CVE-2023-25330 vulnerability has false positives

[zangcc]

Description

According to the reference link in the Trivy report: https://avd.aquasec.com/nvd/2023/cve-2023-25330. This report points out that Mybatis plus versions below 3.5.3.1 have SQL injection vulnerabilities. However, this vulnerability will still be reported when I upgrade to a version greater than 3.5.3.1, and Trivy still reflects the existence of this vulnerability in the report.

Desired Behavior

If Mybatis plus is greater than version 3.5.3.1, it will not be reflected in the Trivy scan report.

Actual Behavior

CVE-2023-25330 vulnerability has false positives

Reproduction Steps

1../trivy_0.48.3_macOS-64bit/trivy  image test:tag

Target

Container Image

Scanner

Vulnerability

Output Format

None

Mode

None

Debug Output

--debug

Operating System

macOS

Version

Version: 0.48.3
Vulnerability DB:
  Version: 2
  UpdatedAt: 2023-11-27 18:10:42.831017567 +0000 UTC
  NextUpdate: 2024-11-28 00:10:42.831017316 +0000 UTC
  DownloadedAt: 0001-01-01 00:00:00 +0000 UTC
Java DB:
  Version: 1
  UpdatedAt: 2024-01-17 00:47:27.504481066 +0000 UTC
  NextUpdate: 2024-01-20 00:47:27.504480936 +0000 UTC
  DownloadedAt: 2024-01-18 06:11:50.364551 +0000 UTC

Checklist

• Run trivy image --reset
• Read the troubleshooting

[zangcc]

The developer upgraded Mybatis plus to 3.5.4.1, and the Trivy report still showed the existence of this vulnerability. This situation inevitably leads to misunderstanding.

[nikpivkin]

@DmitriyLewen There is no affected field in advisory, only last_known_affected_version_range. Can this be the cause of the problem?

[DmitriyLewen]

The OSV format uses this field when the latest version is vulnerable and there is no fixed version.
This seems to be correct.

More like a mistake in the description.
Take a look https://github.com/FCncdn/MybatisPlusTenantPluginSQLInjection-POC/blob/master/Readme.en.md:

AffectedVersion: 3.x

@zangcc Do you have information that 3.5.3.2 version contains fix for CVE-2023-25330?
If yes - please suggest changes on GitHub page - https://github.com/advisories/GHSA-32qq-m9fh-f74w/improve

[zangcc]

GHSA-32qq-m9fh-f74w
https://avd.aquasec.com/nvd/2023/cve-2023-25330/
https://nvd.nist.gov/vuln/detail/CVE-2023-25330

The above vulnerability databases all indicate that vulnerabilities exist only if the version is lower than 3.5.3.1.

[DmitriyLewen]

I think databases just don't updated information.
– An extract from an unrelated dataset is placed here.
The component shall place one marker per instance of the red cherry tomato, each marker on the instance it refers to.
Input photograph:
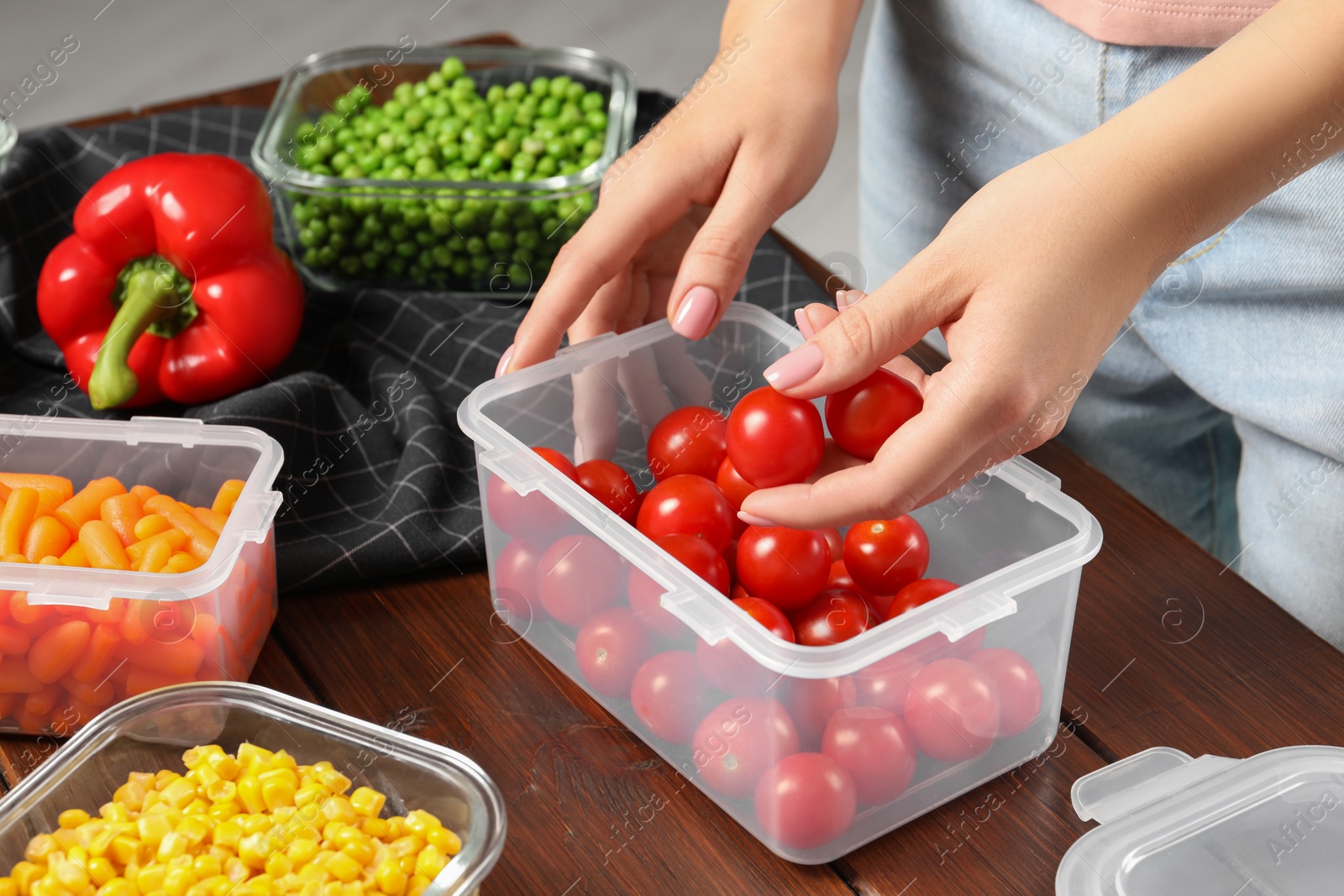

In cases when latest version is vulnerable - databases added this version as last affected version (#5985 (comment)).
Usually databases update advisory only after patches are released (Because it's a lot of work keeping track of all new versions without patches).
But when library owner releases fix - databases try quickly update advisories.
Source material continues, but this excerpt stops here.